Valid Until: 2025-04-30 09:11
Abstract: In dimension 2, we introduce a distributional Jacobian determinant for the nonlinear complex gradient $V_\beta(Dv)$ of a function $v\in W^{1,2 }_\loc$ with $\beta |Dv|^{1+\beta}\in W^{1,2}_\loc$, where $\beta>-1$. This is new when $\beta\ne0$. Given any planar $\infty$-harmonic function $u$, we show that such distributional Jacobian determinant $\det DV_\beta(Du)$ is a nonnegative Radon measure with some quantitative local lower and upper bounds. Denoting by $u_p$ the $p$-harmonic function having the same nonconstant boundary condition as $u$, we show that $\det DV_\beta(Du_p) \to \det DV_\beta(Du)$ as $p\to\infty$ in the weak-$\star$ sense in the space of Radon measure.
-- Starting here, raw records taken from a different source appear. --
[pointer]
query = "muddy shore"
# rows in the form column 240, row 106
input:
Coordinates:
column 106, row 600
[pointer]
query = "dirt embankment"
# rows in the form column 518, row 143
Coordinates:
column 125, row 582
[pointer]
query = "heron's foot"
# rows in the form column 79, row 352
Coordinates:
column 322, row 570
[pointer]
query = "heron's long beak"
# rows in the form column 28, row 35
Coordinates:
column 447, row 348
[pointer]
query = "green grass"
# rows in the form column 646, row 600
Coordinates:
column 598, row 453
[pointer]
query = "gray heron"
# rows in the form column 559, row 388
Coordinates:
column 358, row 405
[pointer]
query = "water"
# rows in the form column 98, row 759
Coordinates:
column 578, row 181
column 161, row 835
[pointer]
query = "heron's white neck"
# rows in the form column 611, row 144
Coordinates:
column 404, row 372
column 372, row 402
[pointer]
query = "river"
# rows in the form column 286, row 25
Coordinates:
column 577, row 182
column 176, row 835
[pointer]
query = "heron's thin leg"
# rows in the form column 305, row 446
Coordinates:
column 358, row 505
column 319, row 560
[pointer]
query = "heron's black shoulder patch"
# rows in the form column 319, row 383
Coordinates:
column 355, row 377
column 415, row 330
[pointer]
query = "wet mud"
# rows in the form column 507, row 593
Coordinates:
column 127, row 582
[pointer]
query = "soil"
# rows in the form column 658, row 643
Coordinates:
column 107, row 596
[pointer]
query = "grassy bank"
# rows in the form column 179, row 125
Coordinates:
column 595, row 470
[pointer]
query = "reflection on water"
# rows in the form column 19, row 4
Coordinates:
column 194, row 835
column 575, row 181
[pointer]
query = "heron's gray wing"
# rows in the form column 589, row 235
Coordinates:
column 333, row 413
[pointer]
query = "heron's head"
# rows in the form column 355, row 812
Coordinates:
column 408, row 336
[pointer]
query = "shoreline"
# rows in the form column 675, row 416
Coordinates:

Recall that $V_\beta(Du_p)$ is always quasiregular mappings, but $V_\beta(Du)$ is not in general.
Bio: Yuan Zhou is a professor from Beijing normal university. He is interested in function spaces, quasiconformal mappings, nonsmooth analysis in metric measure space, quasilinear equations, semilinear equations and also infinity Laplacian and Aronsson equations. In particular, he contributed to the second order regularity of planar infinity harmonic functions, the coincidence of distance and differential structures of metric spaces, and quasiconformality of Triebel-Lizorkin spaces.